Les chapitres du livre se poursuivent au fil des étapes d’un parcours estudiantin typique; autrefois étudiant·es, puis mémorants, quelques-un·es deviennent psychologues stagiaires. Et Jean-Claude Métraux, en sa qualité de psychothérapeute, en a accueilli bon nombre dans son cabinet, leur donnant la possibilité d’une expérience professionnelle d’une richesse inestimable. On peut comprendre la valeur de cette opportunité en lisant les textes de cinq d’entre ceux et celles qui furent à un moment ou un autre stagiaire dans ce cabinet. Lors de ces nombreuses rencontres avec l’autre, où les connaissances théoriques apprises en classe ne suffisent pas, la mise en place d’une relation horizontale avec les patient·es a permis une meilleure confiance entre les deux parties, malgré les différences inévitables et une asymétrie qui ne pourra jamais complètement être effacée. Deux psychologues expriment cette idée avec des mots très semblables, qui se complètent et s’approuvent. Kuëlan Vandel fait part de ses réflexions par rapport à sa profession : « […] je me suis rendu compte que le psychologue n’est pas celui qui sait, », – « même si un peu sûrement », nuance Esther Ortuño –, « mais avant tout celui qui apprend de l’autre », termine Kuëlan. Les jeux de rôle, ou sociodrame initiatique, selon le terme de Jean-Claude Métraux, qui peuvent se présenter sous diverses formes, permettent également de mettre un pied dans la chaussure de l’autre le temps de quelques heures. Sans avoir besoin d’une formation en psychologie, c’est une manière accessible « d’aller à la rencontre de l’altérité », idée relevée à maintes reprises tout au long du livre. 
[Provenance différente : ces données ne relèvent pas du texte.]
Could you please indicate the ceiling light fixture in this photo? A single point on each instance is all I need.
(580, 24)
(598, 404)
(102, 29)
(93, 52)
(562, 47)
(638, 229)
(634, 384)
C’est donc un ouvrage qui fait décidément réfléchir, surtout dans le contexte universitaire. Cette approche implique une redistribution des pouvoirs dans notre système académique profondément hiérarchisé, où les étudiant·es, tout comme les personnes que nous étudions – idée qui prend toute son importance dans les domaines humains comme la psychologie ou l’anthropologie –, devraient être libres d’utiliser leur voix et, surtout, d’être écouté·es. Les savoirs sont en tout temps co-construits, dans un jeu de va-et-vient entre deux interlocuteur·rices donc les connaissances et le vécu revêtent la même valeur. L’ouvrage nous offre ainsi des pistes de réflexion, et surtout une manière de penser la pédagogie autrement; une pédagogie communautaire, horizontale, et déconfinée. 
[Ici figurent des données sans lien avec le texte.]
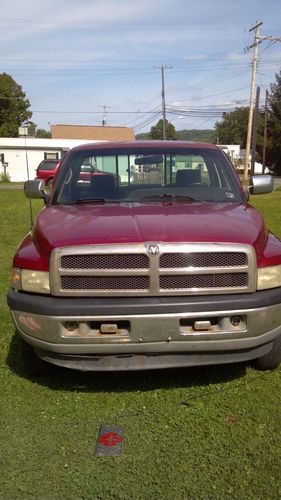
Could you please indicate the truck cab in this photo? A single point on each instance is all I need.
(158, 261)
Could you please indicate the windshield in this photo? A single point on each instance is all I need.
(140, 176)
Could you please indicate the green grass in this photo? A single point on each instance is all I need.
(192, 433)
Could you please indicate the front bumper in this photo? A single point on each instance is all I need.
(148, 333)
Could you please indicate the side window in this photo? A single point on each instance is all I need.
(189, 167)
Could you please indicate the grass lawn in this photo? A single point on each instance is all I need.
(191, 433)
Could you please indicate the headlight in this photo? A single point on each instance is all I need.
(269, 277)
(31, 281)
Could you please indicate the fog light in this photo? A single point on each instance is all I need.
(71, 326)
(235, 320)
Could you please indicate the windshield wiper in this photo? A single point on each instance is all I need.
(87, 200)
(169, 197)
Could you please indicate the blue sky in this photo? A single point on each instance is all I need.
(72, 58)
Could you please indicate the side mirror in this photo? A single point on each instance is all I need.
(261, 184)
(35, 190)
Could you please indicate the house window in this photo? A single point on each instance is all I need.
(51, 155)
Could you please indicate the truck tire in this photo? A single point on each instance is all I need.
(271, 360)
(32, 364)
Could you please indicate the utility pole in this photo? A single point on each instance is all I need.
(265, 132)
(251, 109)
(104, 107)
(254, 138)
(163, 67)
(258, 40)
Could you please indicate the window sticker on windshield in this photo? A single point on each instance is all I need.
(229, 195)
Pour tous·tes les intéressé·es, une présentation sur Un café comme métaphore aura également lieu le 27 mars 2025, dans la salle 2097 à l’Anthropole, à 17h30. Ce sera l’occasion de discuter avec les auteur·rices principaux·ales de l’ouvrage et d’échanger sur les réflexions et pensées qu’a fait surgir la lecture de ces pages.